Como suele ocurrir al terminar cada cónclave, el papa elegido no es uno de los cardenales destacados que tanto han sido profetizados por prensa, comentaristas o pensadores de prestigio. Ni de color, ni de Asia ni de reconocida tendencia que permita al mundo dirimir sus cábalas humanas. Se trata de un cardenal americano, obispo en Perú muchos años, nombrado hace poco cardenal por el papa Francisco y responsable en Roma del Dicasterio de los obispos. Sabemos que su abuela era española y que es hijo de San Agustín, el obispo de Hipona que tardó muchos años en arrepentirse.
Conmueve la multitud de peregrinos en la Plaza de San Pedro, el humo blanco de la elección y las campanas al mismo compás que las lágrimas de un pueblo, el mundo entero, que lleva más de veinte siglos escuchando lo mismo, cada día más nuevo desde la eterna palabra de Jesucristo.

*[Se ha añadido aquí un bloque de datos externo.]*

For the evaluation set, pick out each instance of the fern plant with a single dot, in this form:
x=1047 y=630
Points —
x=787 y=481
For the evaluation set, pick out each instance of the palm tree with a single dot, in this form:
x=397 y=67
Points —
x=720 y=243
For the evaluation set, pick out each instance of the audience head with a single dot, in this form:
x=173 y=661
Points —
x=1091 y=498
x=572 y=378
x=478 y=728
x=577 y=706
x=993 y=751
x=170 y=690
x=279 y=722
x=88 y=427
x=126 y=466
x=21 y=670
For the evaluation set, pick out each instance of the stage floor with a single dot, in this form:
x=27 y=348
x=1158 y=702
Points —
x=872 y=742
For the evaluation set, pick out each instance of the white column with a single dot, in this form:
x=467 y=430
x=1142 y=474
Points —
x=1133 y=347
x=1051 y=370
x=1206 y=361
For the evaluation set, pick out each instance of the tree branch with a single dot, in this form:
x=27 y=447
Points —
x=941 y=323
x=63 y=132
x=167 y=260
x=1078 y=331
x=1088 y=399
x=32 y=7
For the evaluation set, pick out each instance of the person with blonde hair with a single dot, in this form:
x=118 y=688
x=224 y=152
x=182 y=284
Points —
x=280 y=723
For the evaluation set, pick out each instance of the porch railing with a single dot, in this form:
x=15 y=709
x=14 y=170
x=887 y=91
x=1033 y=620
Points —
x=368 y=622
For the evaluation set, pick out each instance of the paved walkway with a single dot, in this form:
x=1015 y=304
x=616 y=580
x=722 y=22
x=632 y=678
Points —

¡Ya le queremos! Rezaba una pancarta antes de conocer su nombre, León, cuyas garras son de seda y anuncia la Paz como primera intensidad argumental de su pontificado. Sin la paz de dentro que nace de la fe es difícil construir ningún rascacielos de convivencia duradera: ¡Dios le ayude Santo Padre! ¡Nos va la vida en ello!